On 2/7/25 17:54, Peter Xu wrote:
On Thu, Feb 06, 2025 at 03:21:51PM +0100, Eric Auger wrote:
This is a follow-up of Peter's attempt to fix the fact that
vIOMMUs are likely to be reset before the device they protect:
[PATCH 0/4] intel_iommu: Reset vIOMMU after all the rest of devices
https://lore.kernel.org/all/20240117091559.144730-1-pet...@redhat.com/
This is especially observed with virtio devices when a qmp system_reset
command is sent but also with VFIO devices.
This series puts the vIOMMU reset in the 3-phase exit callback.
This scheme was tested successful with virtio-devices and some
VFIO devices. Nevertheless not all the topologies have been
tested yet.
Eric,
It's great to know that we seem to be able to fix everything in such small
changeset!
I would like to double check two things with you here:
- For VFIO's reset hook, looks like we have landed more changes so that
vfio's reset function is now a TYPE_LEGACY_RESET, and it always do the
reset during "hold" phase only (via legacy_reset_hold()). That part
will make sure vIOMMU (if switching to exit()-only reset) will order
properly with VFIO. Is my understanding correct here?
Eric,
We were still seeing DMA errors from VFIO devices :
VFIO_MAP_DMA failed: Bad address
with this series at shutdown (machine or OS) when using an intel_iommu
device. We could see that the VIOMMU was reset and the device DMAs
were still alive.
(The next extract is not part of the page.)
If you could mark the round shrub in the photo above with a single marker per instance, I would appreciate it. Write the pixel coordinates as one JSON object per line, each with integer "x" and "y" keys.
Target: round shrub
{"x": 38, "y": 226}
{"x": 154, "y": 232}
Do you know why now ?
Thanks,
C.
- Is it possible if some PCIe devices that will provide its own
phase.exit(), would it matter on the order of PCIe device's
phase.exit() and vIOMMU's phase.exit() (if vIOMMUs switch to use
exit()-only approach like this one)?
PS: it would be great to attach such information in either cover letter or
commit message. But definitely not a request to repost the patchset, if
Michael would have Message-ID when merge that'll be far enough to help
anyone find this discussion again.
Thanks!